Die Bachelorarbeit setzt sich mit der Berichterstattung über den Mordfall Walter Lübcke in deutschen Leitmedien auseinander. Der Mord an Walter Lübcke löst als erste rechtsextreme Ermordung eines deutschen Politikers seit 1945 eine Debatte über Morddrohungen gegen politische Akteur*innen und das rechtsextreme Netzwerk rund um den Täter Stephan Ernst aus.
Über die Forschungsfrage „Wie kontextualisiert die deutsche Berichterstattung den Mordfall Walter Lübcke in die Strukturen des Rechtsterrorismus?“ wird untersucht, wie die Tat und insbesondere die Beziehungen des Täters in das rechtsextreme Milieu in die Berichterstattung eingebunden werden. Durch die Frage „Vor Gericht wurde Ernst als Einzeltäter verurteilt, aber wie wird die Tat medial eingeordnet?“ wird zudem ein spezifischer Fokus auf den Täter und die Einordnung als Einzeltäter gelegt.
Die Forschungsfragen werden über eine qualitative Inhaltsinhaltsanalyse beantwortet. Den Materialkorpus bilden Artikel der Zeitungen Frankfurter Allgemeine Zeitung, Süddeutsche Zeitung und taz, die Tageszeitung.

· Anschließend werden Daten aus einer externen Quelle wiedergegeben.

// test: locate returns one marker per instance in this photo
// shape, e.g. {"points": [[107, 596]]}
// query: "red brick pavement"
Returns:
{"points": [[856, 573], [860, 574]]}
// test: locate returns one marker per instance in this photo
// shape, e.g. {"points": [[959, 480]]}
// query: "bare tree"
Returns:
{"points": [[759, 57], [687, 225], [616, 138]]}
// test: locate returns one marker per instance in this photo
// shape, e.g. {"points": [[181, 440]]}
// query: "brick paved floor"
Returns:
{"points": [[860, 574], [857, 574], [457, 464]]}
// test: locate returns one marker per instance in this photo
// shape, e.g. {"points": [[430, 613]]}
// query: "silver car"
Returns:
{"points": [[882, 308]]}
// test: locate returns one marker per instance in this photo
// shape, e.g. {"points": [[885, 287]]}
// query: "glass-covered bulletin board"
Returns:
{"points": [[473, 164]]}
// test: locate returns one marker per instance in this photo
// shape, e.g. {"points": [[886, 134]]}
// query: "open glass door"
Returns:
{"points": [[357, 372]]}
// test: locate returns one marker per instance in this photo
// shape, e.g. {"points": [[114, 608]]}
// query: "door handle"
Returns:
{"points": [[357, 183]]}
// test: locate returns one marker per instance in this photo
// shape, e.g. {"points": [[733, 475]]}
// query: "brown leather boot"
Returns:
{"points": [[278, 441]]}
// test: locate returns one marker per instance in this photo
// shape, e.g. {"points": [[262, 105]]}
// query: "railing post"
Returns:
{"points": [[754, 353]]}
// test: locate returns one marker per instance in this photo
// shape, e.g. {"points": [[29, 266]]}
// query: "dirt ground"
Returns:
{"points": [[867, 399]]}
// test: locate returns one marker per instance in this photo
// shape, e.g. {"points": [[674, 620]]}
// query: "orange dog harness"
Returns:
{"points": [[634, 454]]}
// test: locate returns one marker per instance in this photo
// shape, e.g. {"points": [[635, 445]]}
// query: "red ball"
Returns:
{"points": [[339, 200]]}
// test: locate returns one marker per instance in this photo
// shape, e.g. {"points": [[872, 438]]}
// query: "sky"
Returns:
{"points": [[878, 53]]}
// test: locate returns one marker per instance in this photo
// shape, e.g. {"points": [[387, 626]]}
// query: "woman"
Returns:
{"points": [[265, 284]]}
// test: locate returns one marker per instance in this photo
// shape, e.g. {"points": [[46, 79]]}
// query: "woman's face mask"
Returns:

Zu den zentralen Ergebnissen gehört der journalistisch aufgearbeitete Zusammenhang zwischen der rechtsextremen Gesinnung und den hetzerischen Online-Aktivitäten des Täters, wobei letztere als assistierende Instanz für den Mord eingeordnet werden. Eines der wichtigsten Ergebnisse bei der Untersuchung der Berichterstattung stellt zudem die Ambivalenz gegenüber Ernst dar: In der Betrachtung vor 2009 wird er durch eindeutige Bezeichnung wie Neonazi als Figur der rechtsextremen Szene verortet. Nach 2009 wird Ernst hingegen als gutbürgerlicher Familienvater betrachtet. Dies deckt sich mit behördlichen Aussagen, wonach Ernst ab 2009 nicht mehr behördlich überwacht wurde. Diese Dichotomie wird zu großen Teilen übernommen, gleichzeitig aber auch an einigen Stellen selbstreflektiert kritisiert. Zudem wird der Täter in den untersuchten Artikeln konsequent im rechtsextremen Milieu verortet. Die Berichterstattung zeichnet Ernsts Verbindungen in die neonazistische Szene nach, womit der Einzeltäter-These widersprochen wird. Dabei zeigt sich die Berichterstattung allerdings in Teilen zögerlich und verpasst die Einordnung der Tat als terroristischen Akt.
Die Ergebnisse der Arbeit zeichnen einen sich entwickelnden Journalismus, der in Teilen zwar Mängel der Vergangenheit – wie die in Teilen unkritische Übernahme behördlicher Aussagen – wiederholt, sich aber auch selbstkritisch und weitsichtig zeigt.